Und ich muss natürlich auch eingestehen, dass angesichts steigender Stromkosten zu Recht eine Diskussion zur Bezahlbarkeit von Strom, von Energie im Gange ist. Aber auch die Möglichkeit einer privaten Beteiligung an der Energiewende wird zunehmend thematisiert. Gerade auch bei uns im Land tun wir das ja intensiv. Ich will zum Beispiel erwähnen, dass eine dezentrale Energieerzeugung, die sich bei uns im Land an vielen Stellen schlicht und einfach anbietet, neue Möglichkeiten bietet, eine private Beteiligung zu organisieren. Sie kennen die Diskussion über Bürgerwindparks und auch Bürgersolarparks, als Stichworte. Aber das geht weit darüber hinaus bis in Richtung kommunale Gebietskörperschaften.

Und, meine Damen und Herren, weil viele Bürgerinnen und Bürger eine Beteiligungsmöglichkeit einfordern, weil das eben im Sinne einer dezentralen Erzeugungs- und Versorgungsstrategie sinnig und machbar ist und weil neue Wertschöpfung eine Möglichkeit sein kann, um neue Kosten auch aufzufangen, deshalb stellt der Antrag der Koalition richtigerweise die Bürgernähe zusammen mit der sozialen Gerechtigkeit in den Fokus und auf eine Ebene.

Ich möchte allerdings auch feststellen, für mich zumindest, dass soziale Gerechtigkeit grundsätzlich keine Frage der Energiepolitik ist, sondern, das erlebe ich – und Sie sind ja dankenswerterweise auch sehr aktiv über drei Fraktionen hinweg – im Landesenergierat, in den Arbeitsgruppen, genau diesen Punkt diskutieren wir dort sehr, sehr intensiv.
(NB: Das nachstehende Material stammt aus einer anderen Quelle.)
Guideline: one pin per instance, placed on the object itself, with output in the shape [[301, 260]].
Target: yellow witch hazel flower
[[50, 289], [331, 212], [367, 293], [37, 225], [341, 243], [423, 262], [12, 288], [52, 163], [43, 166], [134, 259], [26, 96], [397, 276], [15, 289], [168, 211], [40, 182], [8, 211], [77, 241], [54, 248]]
Und, meine Damen und Herren, diese Diskussion nimmt aus meiner Sicht bedauerlicherweise Fahrt auf. Wir haben das alle auch verfolgt, das ist ja angesprochen worden, wie der Bundesumweltminister die Öffentlichkeit und auch den eigenen Koalitionspartner dann mit seiner Strompreisbremse überrascht hat.

Meine Damen und Herren, eine Preisbremse zu verkünden, diese dann so auszugestalten – und der Kollege Altmaier ist ein alter Profi, der weiß, wie das funktioniert –, dass der Bundesrat niemals guten Gewissens zustimmen kann und wird, und dann im Wahlkampf zu behaupten, dass die Opposition sich gegen Preisbeschränkungen wehrt, das ist aus meiner Sicht die sehr leicht durchschaubare Strategie, die hinter dieser Aktion steht, meine Damen und Herren.

Inhaltlich ist dieser Plan aus meiner Sicht eine Katastrophe. Dieser Plan bedeutet zum einen das Ende der Investitionssicherheit. So kommt es aus meiner Sicht und aus Sicht der Landesregierung zu nicht akzeptablen Verzögerungen beim weiteren Ausbau der erneuerbaren Energien. Und ich halte es für einen Schnellschuss, der hier getan worden ist, sicherlich gezielt.

Aber – auch darauf will ich gleich noch eingehen – solche Einzelforderungen, wenn wir uns angucken Energiepolitik, EEG und alles, was da unmittelbar und mittelbar

dranhängt, sind ja ein gewaltiges Räderwerk, und an einer einzigen Stelle ein Zahnrad zu drehen, bewirkt etwa die Blockade aller Zahnräder oder ein paar springen raus und funktionieren dann nicht mehr. Und da muss ich sagen, das gilt in Teilen auch für den Antrag der Fraktion DIE LINKE.